Non c’è quindi proprio modo di dare maggior voce in capitolo agli studenti e rendere meno impenetrabile questa cortina di iper-protezione?

Ai ragazzi e ai loro genitori possiamo dare tutti i questionari di valutazione che vogliamo, ma se poi mancano gli strumenti per incidere veramente sul corpo docenti il cambiamento non arriva. Bisognerebbe prima intervenire su questa base per ora intoccabile. Lo stesso dirigente scolastico non sceglie gli insegnanti, a meno che le graduatorie non siano esaurite: a farlo è l’ufficio scolastico. Altro aspetto che pesa sulla questione è l’assenza di meritocrazia in termini stipendiali: a scuola non si può fare carriera. Si tratta quindi di un ambito in cui il miglioramento non è incentivato dal sistema e nel quale essere sotto standard è tollerato, proprio per la mancanza di strumenti che intervengano sulle lacune.

Nel mondo della scuola sembra possa piovere per sempre. Esiste un margine di intervento che dà qualche speranza?
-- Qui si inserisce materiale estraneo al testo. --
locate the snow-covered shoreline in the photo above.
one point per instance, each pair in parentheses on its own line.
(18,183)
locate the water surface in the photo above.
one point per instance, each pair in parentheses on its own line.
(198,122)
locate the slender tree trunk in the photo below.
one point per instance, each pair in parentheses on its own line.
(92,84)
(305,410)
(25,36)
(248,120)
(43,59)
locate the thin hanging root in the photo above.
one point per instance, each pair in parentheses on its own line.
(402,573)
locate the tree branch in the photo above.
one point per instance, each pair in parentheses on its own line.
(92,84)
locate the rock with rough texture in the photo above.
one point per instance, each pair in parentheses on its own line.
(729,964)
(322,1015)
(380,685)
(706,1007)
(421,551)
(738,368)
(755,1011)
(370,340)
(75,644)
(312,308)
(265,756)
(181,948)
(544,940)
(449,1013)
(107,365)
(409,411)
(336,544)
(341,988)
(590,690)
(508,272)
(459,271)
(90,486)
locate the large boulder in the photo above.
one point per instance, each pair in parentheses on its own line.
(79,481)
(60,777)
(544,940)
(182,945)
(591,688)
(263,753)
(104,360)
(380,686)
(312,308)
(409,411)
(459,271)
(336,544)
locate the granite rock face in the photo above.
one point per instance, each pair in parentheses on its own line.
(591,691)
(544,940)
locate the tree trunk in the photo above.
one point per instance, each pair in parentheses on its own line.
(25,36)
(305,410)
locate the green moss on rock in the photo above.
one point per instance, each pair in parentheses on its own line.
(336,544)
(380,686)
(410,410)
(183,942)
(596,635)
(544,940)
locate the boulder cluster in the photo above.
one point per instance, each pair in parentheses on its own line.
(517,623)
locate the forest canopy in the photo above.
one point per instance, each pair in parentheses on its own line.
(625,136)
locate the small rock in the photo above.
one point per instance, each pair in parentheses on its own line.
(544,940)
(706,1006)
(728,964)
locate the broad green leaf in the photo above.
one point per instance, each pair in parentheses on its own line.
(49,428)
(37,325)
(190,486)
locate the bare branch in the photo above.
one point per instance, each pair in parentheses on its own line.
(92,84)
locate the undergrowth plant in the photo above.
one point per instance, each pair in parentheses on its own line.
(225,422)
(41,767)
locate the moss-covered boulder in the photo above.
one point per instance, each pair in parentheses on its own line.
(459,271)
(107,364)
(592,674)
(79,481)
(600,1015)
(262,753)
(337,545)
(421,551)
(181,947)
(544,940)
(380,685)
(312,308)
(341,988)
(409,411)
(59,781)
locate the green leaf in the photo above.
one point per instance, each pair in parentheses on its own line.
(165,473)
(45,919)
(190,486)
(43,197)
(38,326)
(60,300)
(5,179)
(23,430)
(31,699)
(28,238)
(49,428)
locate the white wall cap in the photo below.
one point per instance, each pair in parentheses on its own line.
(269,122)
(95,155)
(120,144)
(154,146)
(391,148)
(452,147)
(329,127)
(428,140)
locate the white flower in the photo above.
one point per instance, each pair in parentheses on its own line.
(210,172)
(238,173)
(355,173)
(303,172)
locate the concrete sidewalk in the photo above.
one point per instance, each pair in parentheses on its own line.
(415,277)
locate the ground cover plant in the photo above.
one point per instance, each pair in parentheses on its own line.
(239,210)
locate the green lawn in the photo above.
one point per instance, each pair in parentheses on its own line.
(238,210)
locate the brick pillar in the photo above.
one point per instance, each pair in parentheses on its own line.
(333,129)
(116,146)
C’è, e dico che ci si può salvare grazie a quei dirigenti scolastici preparati e in grado di creare un sistema trainante che sviluppi una vera cultura del lavoro. Si tratta di dirigenti abili nel coordinare e valorizzare le risorse umane attraverso motivazioni che non sono casuali. Non potendo usare infatti strumenti di organizzazione aziendale – visto che non possono licenziare, assumere, né tantomeno dare aumenti di stipendio – utilizzano leve motivazionali per coinvolgere il corpo docente.

In che modo?

Ad esempio con progetti che li stimolino e li facciano sentire protagonisti. È inoltre importante la loro capacità di gestire non solo le risorse umane ma anche monetarie. Molte scuole statali fanno infatti la differenza perché riescono a prendere fondi ministeriali per attivare aggiornamenti per gli insegnanti, migliorare strutturalmente la scuola, sviluppare attività extracurriculari. Quando il dirigente crea una squadra coesa e motivata trovi la scuola che non solo funziona, ma che è anche un’eccellenza.

Parliamo dell’assenteismo di diversi insegnanti durante il lockdown. Omertà e stipendio garantito per loro, e invece critiche e voto di condotta in discesa per l’assenteismo degli studenti. Quanto pesa questa disparità?

Parto con il dire che la scuola italiana non era pronta per la didattica a distanza: questa è stata una soluzione di emergenza. I docenti assenteisti già prima sicuramente performavano male e non ci sono scuse per la dinamica: penso al bonus Renzi per l’acquisto dei pc e ai corsi di aggiornamento. Al contempo però sono aumentati anche i docenti che non sapevano utilizzare i mezzi, ma che si sono organizzati per farlo aumentando le loro competenze. Sicuramente la dinamica da due pesi e due misure esiste, ma in generale il lockdown ha messo in evidenza una delle più grandi ingiustizie italiane.

Quale?

Il diverso trattamento dei lavoratori del pubblico e del privato. Da un lato la pubblica amministrazione è stata infatti messa subito in smart working ma senza adeguati monitoraggi sulla sua performance, con tutte le conseguenze del caso. Parlo non solo della scuola ma anche, ad esempio, dell’INPS e dell’Agenzia delle entrate, dove ai dipendenti è stato dato regolare stipendio. Nel privato invece c’è gente che non ha ancora ricevuto la cassa integrazione. Questa crisi la sta pagando solo una metà del Paese, e onestamente dico che in un periodo di difficoltà non si può pensare di toccare soltanto il reddito privato: non è equo.

Tornando alla scuola, sul podio degli aspetti urgenti da cambiare che cosa va messo?

Sicuramente il reclutamento dei docenti; vanno anche attivati concorsi regolari per evitare il precariato. È necessaria inoltre una formazione obbligatoria e non discrezionale, che li renda realmente aggiornati. E ribadisco la possibilità di valutare e premiare i docenti.

Il futuro della scuola s’indirizzerà verso un incontro di proposte o siamo destinati ad altri scontri?

Per un vero incontro abbiamo bisogno di una riforma bipartisan e di una forza politica che incida profondamente. Una forza che riesca a cambiare il sistema e che non cambi lei stessa ogni tot, rendendo così impossibile farlo.